Houve um tempo
em que cada município fazia questão em ter a sua Carta Arqueológica. No âmbito
dos planos directores municipais, havia necessidade de se identificarem no
terreno os vestígios arqueológicos dignos de serem devidamente salvaguardados
perante a sugadora vontade de urbanização. Surpreende, pois, a iniciativa de se
elaborar um carta gastronómica, com a mesma intenção, aliás: salvaguardar – perante
a sugadora vontade de ser diferente, de ser (como é que se diz?) gourmet
(ora toma!) – as iguarias tradicionais; afinal, aquelas que melhor se adequam às
características físicas, geológicas e climáticas fr cada região.
Dir-se-á que é
falar exagerado esse da adequação às características regionais. Não é, pese muito
embora aos chefs e às suas estrelas Michelin. Se até aquela
conhecida empresa de hambúrgueres está a adaptar os condimentos ao paladar
regional!...
Muito oportuna,
pois, a publicação, pelo respectivo município, da Carta Gastronómica de
Viseu, neste ano de 2022. Obra de monta e de prestígio, digna de
figurar em lugar de destaque numa sala de visitas e, ainda mais, à mão[JE1]
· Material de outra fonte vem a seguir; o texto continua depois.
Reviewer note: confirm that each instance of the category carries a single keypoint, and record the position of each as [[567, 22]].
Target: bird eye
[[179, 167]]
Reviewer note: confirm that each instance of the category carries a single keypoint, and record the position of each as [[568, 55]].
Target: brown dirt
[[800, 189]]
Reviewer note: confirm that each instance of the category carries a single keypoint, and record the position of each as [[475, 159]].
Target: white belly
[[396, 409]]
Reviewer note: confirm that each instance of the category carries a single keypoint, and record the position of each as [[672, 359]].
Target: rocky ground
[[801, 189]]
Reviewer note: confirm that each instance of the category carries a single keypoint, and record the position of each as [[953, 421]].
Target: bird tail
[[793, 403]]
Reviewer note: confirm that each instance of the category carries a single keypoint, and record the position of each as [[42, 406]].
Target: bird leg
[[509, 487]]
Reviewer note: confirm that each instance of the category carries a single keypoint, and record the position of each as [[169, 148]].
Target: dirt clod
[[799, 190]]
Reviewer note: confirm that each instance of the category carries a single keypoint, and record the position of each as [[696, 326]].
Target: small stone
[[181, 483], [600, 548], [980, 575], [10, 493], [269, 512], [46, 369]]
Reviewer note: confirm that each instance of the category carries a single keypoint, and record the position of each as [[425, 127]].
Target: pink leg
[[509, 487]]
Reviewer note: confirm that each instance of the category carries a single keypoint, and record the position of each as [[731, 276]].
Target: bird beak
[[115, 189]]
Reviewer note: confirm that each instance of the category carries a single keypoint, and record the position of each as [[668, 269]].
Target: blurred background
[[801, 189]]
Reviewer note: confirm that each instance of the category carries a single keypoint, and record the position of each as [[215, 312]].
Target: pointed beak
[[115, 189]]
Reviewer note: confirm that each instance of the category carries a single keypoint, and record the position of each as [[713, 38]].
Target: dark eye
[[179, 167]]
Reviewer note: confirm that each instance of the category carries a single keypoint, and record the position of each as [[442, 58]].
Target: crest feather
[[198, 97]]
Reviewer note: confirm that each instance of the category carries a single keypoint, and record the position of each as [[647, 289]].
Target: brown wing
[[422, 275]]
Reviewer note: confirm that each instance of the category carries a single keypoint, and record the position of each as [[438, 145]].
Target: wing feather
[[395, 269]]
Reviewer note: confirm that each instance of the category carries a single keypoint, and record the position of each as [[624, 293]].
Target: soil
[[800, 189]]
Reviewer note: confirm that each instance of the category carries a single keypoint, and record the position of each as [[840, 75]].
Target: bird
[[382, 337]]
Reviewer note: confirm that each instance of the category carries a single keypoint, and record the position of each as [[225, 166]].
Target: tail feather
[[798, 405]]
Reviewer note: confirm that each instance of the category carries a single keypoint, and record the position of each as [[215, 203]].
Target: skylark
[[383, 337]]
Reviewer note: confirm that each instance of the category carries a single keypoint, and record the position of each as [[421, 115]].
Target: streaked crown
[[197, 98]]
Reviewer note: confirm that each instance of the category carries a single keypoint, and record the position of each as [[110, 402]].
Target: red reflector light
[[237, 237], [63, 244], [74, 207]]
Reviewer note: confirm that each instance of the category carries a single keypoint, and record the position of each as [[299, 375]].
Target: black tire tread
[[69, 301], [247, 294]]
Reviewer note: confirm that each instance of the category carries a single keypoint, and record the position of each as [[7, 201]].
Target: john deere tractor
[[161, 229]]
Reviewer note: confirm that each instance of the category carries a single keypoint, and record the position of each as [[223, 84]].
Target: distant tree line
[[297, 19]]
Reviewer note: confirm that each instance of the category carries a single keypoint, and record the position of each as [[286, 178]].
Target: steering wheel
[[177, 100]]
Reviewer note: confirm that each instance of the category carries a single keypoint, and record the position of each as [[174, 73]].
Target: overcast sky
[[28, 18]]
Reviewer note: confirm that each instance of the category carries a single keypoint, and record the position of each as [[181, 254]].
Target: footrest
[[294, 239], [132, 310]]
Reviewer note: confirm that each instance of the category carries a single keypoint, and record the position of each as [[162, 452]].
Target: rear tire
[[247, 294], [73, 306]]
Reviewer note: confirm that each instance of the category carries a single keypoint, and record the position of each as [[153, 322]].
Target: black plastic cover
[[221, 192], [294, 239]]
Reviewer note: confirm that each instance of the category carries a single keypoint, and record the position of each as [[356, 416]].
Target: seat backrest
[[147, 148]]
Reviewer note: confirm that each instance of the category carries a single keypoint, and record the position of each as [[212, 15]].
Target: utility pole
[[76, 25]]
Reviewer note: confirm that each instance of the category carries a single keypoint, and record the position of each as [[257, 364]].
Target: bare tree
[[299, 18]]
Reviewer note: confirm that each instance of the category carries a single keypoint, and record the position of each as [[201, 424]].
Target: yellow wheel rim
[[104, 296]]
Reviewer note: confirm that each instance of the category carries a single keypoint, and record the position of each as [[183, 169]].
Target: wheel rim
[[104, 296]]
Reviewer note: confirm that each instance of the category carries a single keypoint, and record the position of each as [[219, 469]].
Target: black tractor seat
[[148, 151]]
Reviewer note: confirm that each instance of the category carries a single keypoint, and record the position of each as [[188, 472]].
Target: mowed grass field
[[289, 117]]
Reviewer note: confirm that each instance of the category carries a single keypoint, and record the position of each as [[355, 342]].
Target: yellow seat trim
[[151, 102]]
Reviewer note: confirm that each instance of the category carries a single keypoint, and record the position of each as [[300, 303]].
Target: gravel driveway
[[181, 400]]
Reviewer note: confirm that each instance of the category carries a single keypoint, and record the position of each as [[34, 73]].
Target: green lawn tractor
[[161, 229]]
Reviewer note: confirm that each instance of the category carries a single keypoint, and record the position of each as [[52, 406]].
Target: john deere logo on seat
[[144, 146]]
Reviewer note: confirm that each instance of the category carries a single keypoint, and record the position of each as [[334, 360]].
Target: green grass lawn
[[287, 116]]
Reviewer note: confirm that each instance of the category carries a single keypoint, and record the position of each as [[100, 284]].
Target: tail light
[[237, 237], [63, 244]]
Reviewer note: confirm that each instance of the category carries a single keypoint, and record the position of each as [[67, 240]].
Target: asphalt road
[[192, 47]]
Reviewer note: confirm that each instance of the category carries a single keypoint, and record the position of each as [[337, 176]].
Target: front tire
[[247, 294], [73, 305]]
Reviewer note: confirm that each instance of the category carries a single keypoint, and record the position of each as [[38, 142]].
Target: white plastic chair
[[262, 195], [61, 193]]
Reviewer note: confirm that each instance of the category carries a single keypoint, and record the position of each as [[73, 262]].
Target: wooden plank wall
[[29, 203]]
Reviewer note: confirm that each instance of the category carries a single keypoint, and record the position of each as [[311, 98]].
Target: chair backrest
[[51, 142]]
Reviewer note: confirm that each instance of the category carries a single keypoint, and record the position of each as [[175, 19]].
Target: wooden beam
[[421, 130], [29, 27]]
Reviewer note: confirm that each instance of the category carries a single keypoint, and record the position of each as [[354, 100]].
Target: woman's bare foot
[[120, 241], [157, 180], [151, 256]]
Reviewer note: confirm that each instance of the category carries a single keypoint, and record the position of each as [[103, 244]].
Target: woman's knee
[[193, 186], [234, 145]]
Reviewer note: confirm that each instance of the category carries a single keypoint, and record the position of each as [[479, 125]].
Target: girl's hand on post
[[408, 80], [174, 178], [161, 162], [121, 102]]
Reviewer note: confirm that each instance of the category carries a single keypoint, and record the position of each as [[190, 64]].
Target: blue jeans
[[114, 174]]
de semear da dona de casa cozinheira que se preze.
Só um
etnógrafo dos quatro costados – senhor de muito saber e arte! – como é o Dr. Alberto
Correia é que ousaria propor, e obter aprovação camarária para a elaboração de
uma obra deste precioso quilate. Investigou (e muito!), redigiu (com a prosa
tersa que lhe conhecemos) e coordenou a edição, bem secundado pelas invulgarmente
bonitas fotografias de José Alfredo. Aliás, uma colaboração, esta, que muito tem
enriquecido Viseu no quadro das suas publicações de índole cultural.
Sim, que gastronomia
é cultura – e da boa!
Mais de 330
páginas, servidas por rija encadernação de luxo e ilustradas por fotos de
antologia.
Escreve,
primeiro, o etnógrafo, a contar do território viseense, seus recursos e gentes,
as matérias-primas… Ele são as actas da Câmara, os livros de contas do
Seminário, o testemunho das Memórias Paroquiais, o que se comia até ao século
XX, como e quando, os artefactos usados… A História vista através dos comeres!
Depois, o
receituário: das refeições autónomas, dos complementos de refeição, a doçaria
tradicional… O pão quotidiano (aquele de que se fala no Pai Nosso) e o pão cerimonial
e festivo, a fogaça pão de oferenda ritual.
Só visto,
folheado e lido, Amigos – que, contado, ninguém acredita!
José
d’Encarnação
Publicado em Renascimento (Mangualde), nº 832, 01-11-2022, p. 12.
Cá temos um livro que vou adorar conhecer e folhear. Com vertentes culturais que tanto me fascinam (etnografia, gastronomia, sociologia) e conhecendo bem os sabores e saberes das gentes da região, no presente, quero conhecer melhor as raízes desse apuramento da qualidade dos ingredientes que me fazem crescer água na boca, só de lembrar. Para já agradeço a informação contida neste texto e desejo os maiores êxitos ao autor e ilustrador.